Der Plan schien schief zu laufen: De Cesaris verschaltete sich im dümmsten Moment und verpatzte die Vorqualifikation zum Phoenix-GP 1991. Wer nun glaubt, dass er damit bei den Briten schon mal unten durch war, der könnte sich nicht gründlicher täuschen – das Team litt mit de Cesaris als es sah, wie Andrea von der Nichtqualifikation am Borden zerstört war. Und es sollte der letzte Fehler bleiben für eine lange Zeit.

Der Italiener blühte mit dem zeitlos eleganten Jordan 191 auf. Er stellte sein Auto in den folgenden Rennen solide ins Mittelfeld, er holte aus den folgenden acht Läufen jedes Mal Punkte, wenn der Wagen hielt – und das Punkteholen war damals nicht so einfach, denn nur die ersten Sechs wurden mit WM-Zählern belohnt.

Unter den Kollegen blieb bei de Cesaris immer eine tüchtige Portion Argwohn. Rollte der Römer nicht fürchterlich mit den Augen, so dass oft nur noch das Weisse zu sehen war? Was, wenn so etwas im Rad-an-Rad-Kampf bei Tempo 300 passiert?

De Cesaris gab darauf in der Regel die Antwort, dass er noch jeden medizinischen Test bestanden hätte und damit basta.

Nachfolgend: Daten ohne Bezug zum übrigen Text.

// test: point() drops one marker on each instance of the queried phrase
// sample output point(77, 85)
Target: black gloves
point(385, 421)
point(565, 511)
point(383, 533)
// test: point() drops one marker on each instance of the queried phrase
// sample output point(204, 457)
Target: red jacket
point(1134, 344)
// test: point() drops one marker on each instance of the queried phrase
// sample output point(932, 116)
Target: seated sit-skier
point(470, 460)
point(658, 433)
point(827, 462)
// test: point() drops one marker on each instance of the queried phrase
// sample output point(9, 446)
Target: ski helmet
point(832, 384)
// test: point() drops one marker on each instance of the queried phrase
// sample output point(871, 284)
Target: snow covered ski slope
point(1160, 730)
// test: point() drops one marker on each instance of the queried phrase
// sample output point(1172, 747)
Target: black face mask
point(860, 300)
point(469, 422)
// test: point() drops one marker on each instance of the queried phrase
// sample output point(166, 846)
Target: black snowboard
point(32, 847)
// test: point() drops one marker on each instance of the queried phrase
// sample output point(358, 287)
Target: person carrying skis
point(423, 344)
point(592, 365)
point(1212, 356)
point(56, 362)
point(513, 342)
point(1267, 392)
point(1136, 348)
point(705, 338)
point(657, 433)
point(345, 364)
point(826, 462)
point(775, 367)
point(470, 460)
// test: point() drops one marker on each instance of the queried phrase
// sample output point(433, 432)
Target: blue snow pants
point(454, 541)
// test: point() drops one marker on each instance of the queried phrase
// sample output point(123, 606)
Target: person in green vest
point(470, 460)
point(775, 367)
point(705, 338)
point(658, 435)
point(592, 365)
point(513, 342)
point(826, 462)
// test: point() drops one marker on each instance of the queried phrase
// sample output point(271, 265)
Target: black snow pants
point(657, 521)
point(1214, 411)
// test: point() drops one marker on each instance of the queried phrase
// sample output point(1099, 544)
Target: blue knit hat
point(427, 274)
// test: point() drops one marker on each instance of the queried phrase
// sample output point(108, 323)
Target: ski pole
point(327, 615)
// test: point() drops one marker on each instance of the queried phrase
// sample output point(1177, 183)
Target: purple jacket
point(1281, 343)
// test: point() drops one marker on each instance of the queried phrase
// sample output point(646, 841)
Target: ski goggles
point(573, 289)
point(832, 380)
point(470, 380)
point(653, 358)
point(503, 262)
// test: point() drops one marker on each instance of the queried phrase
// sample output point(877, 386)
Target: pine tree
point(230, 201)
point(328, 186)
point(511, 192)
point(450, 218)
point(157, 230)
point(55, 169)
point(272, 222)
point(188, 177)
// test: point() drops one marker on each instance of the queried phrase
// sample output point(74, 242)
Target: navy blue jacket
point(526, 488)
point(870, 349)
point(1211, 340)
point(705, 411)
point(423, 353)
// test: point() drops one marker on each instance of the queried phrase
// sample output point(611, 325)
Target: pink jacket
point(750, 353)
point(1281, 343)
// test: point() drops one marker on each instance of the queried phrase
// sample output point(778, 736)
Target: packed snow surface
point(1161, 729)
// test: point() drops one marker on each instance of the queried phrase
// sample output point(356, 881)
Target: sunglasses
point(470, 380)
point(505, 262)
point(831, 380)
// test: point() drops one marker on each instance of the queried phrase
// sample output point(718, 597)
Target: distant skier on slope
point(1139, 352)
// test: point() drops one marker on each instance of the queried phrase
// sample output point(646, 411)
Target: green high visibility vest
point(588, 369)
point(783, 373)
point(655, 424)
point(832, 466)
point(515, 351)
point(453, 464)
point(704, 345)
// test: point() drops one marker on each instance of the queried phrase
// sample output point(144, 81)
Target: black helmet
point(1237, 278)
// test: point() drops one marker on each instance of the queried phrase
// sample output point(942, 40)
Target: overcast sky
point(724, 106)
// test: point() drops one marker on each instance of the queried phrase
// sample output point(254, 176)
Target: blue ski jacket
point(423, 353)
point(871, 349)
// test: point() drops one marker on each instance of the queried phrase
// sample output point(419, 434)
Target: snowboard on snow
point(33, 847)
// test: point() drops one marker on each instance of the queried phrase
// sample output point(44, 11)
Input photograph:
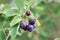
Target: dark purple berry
point(34, 25)
point(23, 25)
point(28, 13)
point(30, 28)
point(31, 21)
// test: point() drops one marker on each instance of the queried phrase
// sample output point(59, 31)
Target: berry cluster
point(31, 23)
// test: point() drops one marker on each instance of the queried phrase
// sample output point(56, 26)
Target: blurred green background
point(48, 13)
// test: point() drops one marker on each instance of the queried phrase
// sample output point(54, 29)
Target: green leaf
point(10, 12)
point(14, 31)
point(15, 20)
point(45, 33)
point(1, 22)
point(2, 35)
point(50, 24)
point(6, 6)
point(37, 23)
point(19, 3)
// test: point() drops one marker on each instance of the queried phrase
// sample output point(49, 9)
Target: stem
point(7, 36)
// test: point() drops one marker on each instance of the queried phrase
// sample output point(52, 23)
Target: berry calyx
point(23, 25)
point(30, 28)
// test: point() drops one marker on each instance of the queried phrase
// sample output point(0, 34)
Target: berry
point(28, 13)
point(31, 21)
point(30, 28)
point(23, 25)
point(34, 25)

Der schlechte Ruf blieb ihm anhaften, Augenrollen hin oder her.
Bei McLaren 1981 wurde er aufgrund seiner vielen Unfälle vor die Tür komplimentiert, Marlboro platzierte ihn bei Alfa Romeo. In Long Beach stand er auf der Pole-Position, flog aber im Rennen auf Platz 2 liegend von der Bahn. In Monaco hätte er jenes skurrile Rennen gewinnen müssen, in dem zum Schluss (wegen Unfällen und Spritmangels) sechs Fahrer eine Siegchance hatten. In Belgien lag er überlegen in Führung, dann platzte der Alfa-Motor.

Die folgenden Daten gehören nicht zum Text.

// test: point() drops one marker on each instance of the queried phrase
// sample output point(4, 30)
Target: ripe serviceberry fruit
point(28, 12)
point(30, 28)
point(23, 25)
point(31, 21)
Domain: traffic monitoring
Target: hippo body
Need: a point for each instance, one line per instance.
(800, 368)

Es ist also durchaus nicht so, dass es einen Mangel an Siegchancen gegeben hätte.

Ian Phillips nimmt den Faden auf: «Belgien 1991, da erinnern sich die meisten heute nur noch an das fabelhafte Debüt von Michael Schumacher im Jordan. Andrea konnte es nicht fassen, dass Michael Siebtschnellster war, während er nur Startplatz 11 erreicht hatte. Ich kann mich daran erinnern, wie wir nach dem Training im Mietwagen Richtung Hotel rollten – im Fond sass Andrea und machte Motorengeräusche bei seiner imaginären Fahrt durch Eau Rouge!»

«Michael hatte ihn angestachelt, und im Rennen fuhr de Cesaris wie ein Dämon. Er lag auf Rang 2 und holte auf Leader Ayrton Senna auf, dann ging dem verdammten Motor das Öl aus. Cosworth hatte uns leider nicht auf einen übermässigen Ölkonsum aufmerksam gemacht. Ein Desaster! Es zerriss uns das Herz, vor allem nach dem ganzen prachtvollen Einsatz von Andrea.»

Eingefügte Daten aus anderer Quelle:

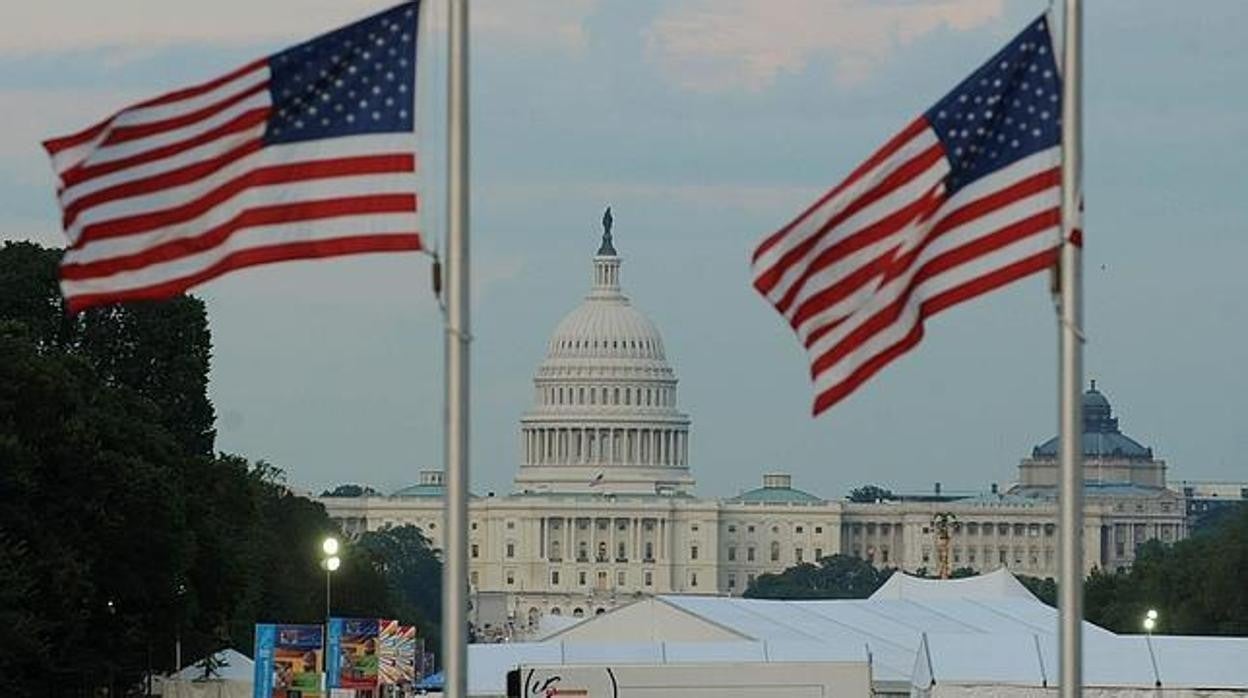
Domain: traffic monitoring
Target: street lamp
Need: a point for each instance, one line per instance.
(1150, 623)
(331, 562)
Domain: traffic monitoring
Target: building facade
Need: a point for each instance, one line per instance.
(604, 510)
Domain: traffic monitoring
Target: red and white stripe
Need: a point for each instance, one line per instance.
(858, 272)
(181, 189)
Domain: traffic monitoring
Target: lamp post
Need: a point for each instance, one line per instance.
(1150, 623)
(330, 547)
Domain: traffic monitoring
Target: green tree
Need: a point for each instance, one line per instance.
(836, 576)
(159, 350)
(413, 575)
(870, 493)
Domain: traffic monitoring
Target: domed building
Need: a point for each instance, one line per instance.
(604, 510)
(604, 412)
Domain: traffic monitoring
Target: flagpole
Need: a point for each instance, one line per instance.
(1070, 601)
(454, 573)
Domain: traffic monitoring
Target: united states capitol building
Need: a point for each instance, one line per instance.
(604, 506)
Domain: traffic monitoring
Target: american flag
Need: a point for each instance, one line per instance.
(964, 200)
(307, 152)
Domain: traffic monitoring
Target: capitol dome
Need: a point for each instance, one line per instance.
(604, 416)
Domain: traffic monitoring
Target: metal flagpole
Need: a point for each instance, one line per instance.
(1071, 376)
(454, 572)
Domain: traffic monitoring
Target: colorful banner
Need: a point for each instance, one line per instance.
(397, 648)
(288, 661)
(353, 656)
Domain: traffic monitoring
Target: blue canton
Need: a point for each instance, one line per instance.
(1006, 110)
(360, 79)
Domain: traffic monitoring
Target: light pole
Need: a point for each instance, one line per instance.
(1150, 623)
(330, 547)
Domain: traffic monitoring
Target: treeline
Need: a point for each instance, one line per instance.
(122, 531)
(1198, 586)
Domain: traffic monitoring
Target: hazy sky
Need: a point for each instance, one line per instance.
(705, 124)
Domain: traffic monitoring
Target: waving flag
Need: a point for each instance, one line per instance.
(964, 200)
(308, 152)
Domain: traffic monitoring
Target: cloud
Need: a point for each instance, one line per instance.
(140, 25)
(720, 45)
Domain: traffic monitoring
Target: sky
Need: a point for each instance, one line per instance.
(705, 125)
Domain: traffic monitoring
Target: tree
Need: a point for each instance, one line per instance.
(870, 493)
(119, 527)
(836, 576)
(160, 350)
(413, 575)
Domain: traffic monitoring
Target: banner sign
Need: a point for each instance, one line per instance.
(397, 647)
(288, 661)
(353, 654)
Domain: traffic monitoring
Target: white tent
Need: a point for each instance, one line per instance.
(232, 679)
(1026, 664)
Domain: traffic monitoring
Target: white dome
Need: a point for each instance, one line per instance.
(604, 415)
(605, 329)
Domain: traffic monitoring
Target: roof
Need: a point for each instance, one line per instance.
(1108, 661)
(999, 583)
(778, 496)
(234, 666)
(1101, 435)
(421, 491)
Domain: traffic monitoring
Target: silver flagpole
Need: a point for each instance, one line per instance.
(454, 572)
(1070, 601)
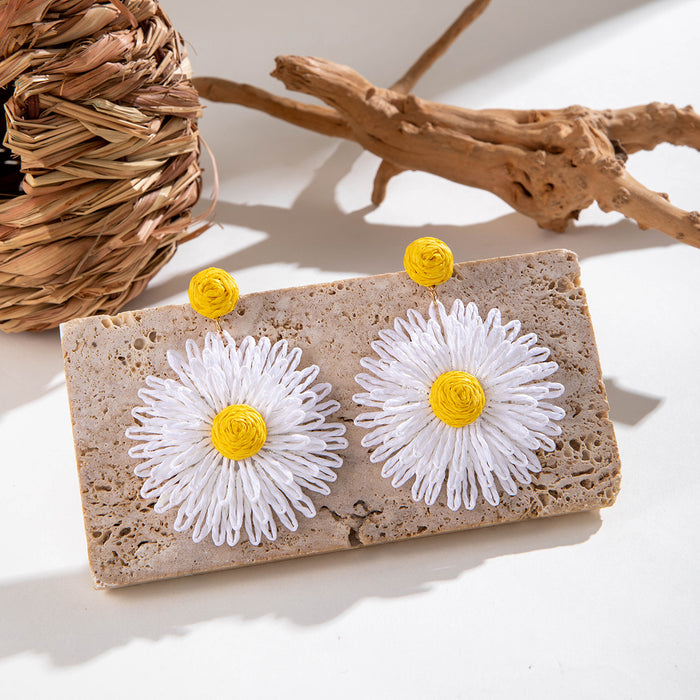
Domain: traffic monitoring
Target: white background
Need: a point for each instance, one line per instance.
(598, 605)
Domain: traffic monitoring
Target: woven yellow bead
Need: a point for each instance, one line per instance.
(238, 432)
(457, 398)
(213, 292)
(428, 261)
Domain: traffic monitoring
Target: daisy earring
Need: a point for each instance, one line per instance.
(457, 401)
(238, 436)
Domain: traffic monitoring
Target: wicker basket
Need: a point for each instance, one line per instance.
(101, 160)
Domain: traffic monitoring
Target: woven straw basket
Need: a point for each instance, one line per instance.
(101, 161)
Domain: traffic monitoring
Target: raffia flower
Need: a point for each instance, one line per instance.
(237, 440)
(461, 400)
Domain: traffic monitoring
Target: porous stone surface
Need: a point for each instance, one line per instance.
(107, 359)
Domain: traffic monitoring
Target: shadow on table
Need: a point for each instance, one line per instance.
(30, 361)
(63, 618)
(315, 233)
(628, 407)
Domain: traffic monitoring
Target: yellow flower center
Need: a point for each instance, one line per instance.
(213, 292)
(457, 398)
(238, 432)
(428, 261)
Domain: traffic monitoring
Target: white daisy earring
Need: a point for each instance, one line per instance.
(238, 436)
(457, 400)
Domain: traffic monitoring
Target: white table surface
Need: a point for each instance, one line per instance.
(598, 605)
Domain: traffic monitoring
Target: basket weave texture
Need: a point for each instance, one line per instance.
(101, 166)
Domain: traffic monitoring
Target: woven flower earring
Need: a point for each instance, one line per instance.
(457, 399)
(240, 437)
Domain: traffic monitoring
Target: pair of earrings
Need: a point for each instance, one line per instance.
(238, 441)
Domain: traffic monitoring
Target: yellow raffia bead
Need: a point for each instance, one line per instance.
(213, 292)
(457, 398)
(238, 432)
(428, 261)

Als Eddie Irvine 1994 für drei Rennen gesperrt wurde (als Auslöser einer Karambolage in Brasilien) holte Jordan als Übergangslösung de Cesaris zurück – Andrea bedankte sich mit Rang 4 in Monaco. Dann sprang er bei Sauber für den verletzten Karl Wendlinger ein, konnte dort aber nicht an das feine Monaco-Ergebnis anschliessen. Neben Rang 6 in Frankreich gab es nur Ausfälle.

Ian Phillips: «Andrea war ein phantastischer Kerl. Es war unmöglich, mit ihm nicht auszukommen. Ein absoluter Mannschaftsspieler, perfekt für uns in der ersten Saison – oder in jeder anderen, um genau zu sein. Sein Speed war über jeden Zweifel erhaben. Ich weiss, er hatte einen schlechten Ruf, aber den hat er bei uns Lügen gestraft. Ein übler Unfall in Silverstone ging auf unsere Kappe: die Hinterradaufhängung war gebrochen. Typisch Andrea, dass er darum kein Aufheben machte. Er war ein feiner Bursche, es gab niemandem bei uns, der ein böses Wort über ihn sagen würde, und genau so behalten wir ihn in Erinnerung.»